If we cannot help adjuncts now, we must keep it in our minds, so that when there is an opportunity to help, we do not forget them.
It has been a long time–too long–since we reminded ourselves and administration about the ridiculous and unjust plight of adjunct faculty. Over the past year, the issues of consolidation, graduation rates, student success numbers, and the concept of shared governance have taken center stage. These are undoubtedly important issues, and I don’t mean to distract us from them. However, I confess it is shocking to me that graduation rates is talked about more, in my experience, than the plight of adjuncts. Perhaps we see it as an unsolvable issue. One that costs an enormous amount of money, and we should therefore focus our efforts on issues that we can affect positive change.
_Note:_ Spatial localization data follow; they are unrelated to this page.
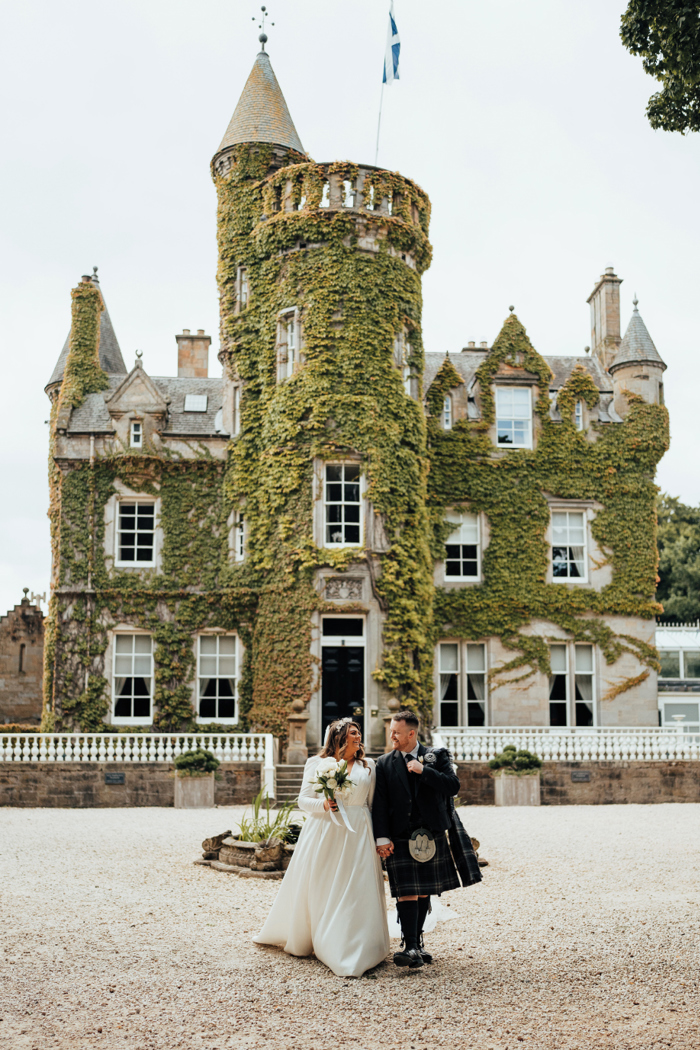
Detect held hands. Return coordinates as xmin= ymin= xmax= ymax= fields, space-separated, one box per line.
xmin=406 ymin=759 xmax=423 ymax=775
xmin=376 ymin=842 xmax=394 ymax=858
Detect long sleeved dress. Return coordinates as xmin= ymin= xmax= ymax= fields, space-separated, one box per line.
xmin=253 ymin=755 xmax=390 ymax=977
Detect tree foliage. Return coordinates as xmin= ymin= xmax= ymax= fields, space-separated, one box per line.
xmin=657 ymin=493 xmax=700 ymax=621
xmin=621 ymin=1 xmax=700 ymax=133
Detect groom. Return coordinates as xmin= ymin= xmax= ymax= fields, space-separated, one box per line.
xmin=373 ymin=708 xmax=481 ymax=969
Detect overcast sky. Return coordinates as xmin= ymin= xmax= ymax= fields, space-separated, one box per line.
xmin=1 ymin=0 xmax=698 ymax=617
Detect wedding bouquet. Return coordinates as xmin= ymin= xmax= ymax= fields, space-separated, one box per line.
xmin=309 ymin=758 xmax=355 ymax=832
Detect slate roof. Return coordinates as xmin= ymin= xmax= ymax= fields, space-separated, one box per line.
xmin=423 ymin=351 xmax=612 ymax=393
xmin=46 ymin=281 xmax=127 ymax=390
xmin=216 ymin=50 xmax=305 ymax=156
xmin=423 ymin=350 xmax=486 ymax=392
xmin=66 ymin=375 xmax=227 ymax=437
xmin=611 ymin=302 xmax=666 ymax=373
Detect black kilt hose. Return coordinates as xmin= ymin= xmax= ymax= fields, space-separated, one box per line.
xmin=373 ymin=745 xmax=483 ymax=899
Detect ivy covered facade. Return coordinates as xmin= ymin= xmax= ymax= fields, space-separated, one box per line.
xmin=44 ymin=50 xmax=669 ymax=747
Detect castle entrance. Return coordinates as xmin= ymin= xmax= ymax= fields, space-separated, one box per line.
xmin=320 ymin=617 xmax=365 ymax=739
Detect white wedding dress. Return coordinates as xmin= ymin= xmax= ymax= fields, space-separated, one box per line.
xmin=253 ymin=755 xmax=390 ymax=977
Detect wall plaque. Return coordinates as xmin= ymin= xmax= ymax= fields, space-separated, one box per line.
xmin=104 ymin=772 xmax=126 ymax=785
xmin=324 ymin=577 xmax=363 ymax=600
xmin=570 ymin=770 xmax=591 ymax=783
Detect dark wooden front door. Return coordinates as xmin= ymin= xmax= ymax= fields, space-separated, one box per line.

But in terms of the ways in which we, as an institution, are failing miserably and in a morally reprehensible way, the compensation we provide adjuncts is far and away our number one issue.
So, dear district administrators and fellow faculty, take this as a reminder that we, as an institution, are failing the majority of people who are directly providing our goods–education–to our students. If we cannot help them now, we must keep it in our minds, so that when there is an opportunity to help, we do not forget them.
Remember: 21792. That is the annual wage we provide our most experienced, most hard working, most highly educated part-time faculty. 4 classes per semester. PhD. 7+ years of experience. Less than poverty wages. And nearly four years without a contract, or even a fair contract proposal.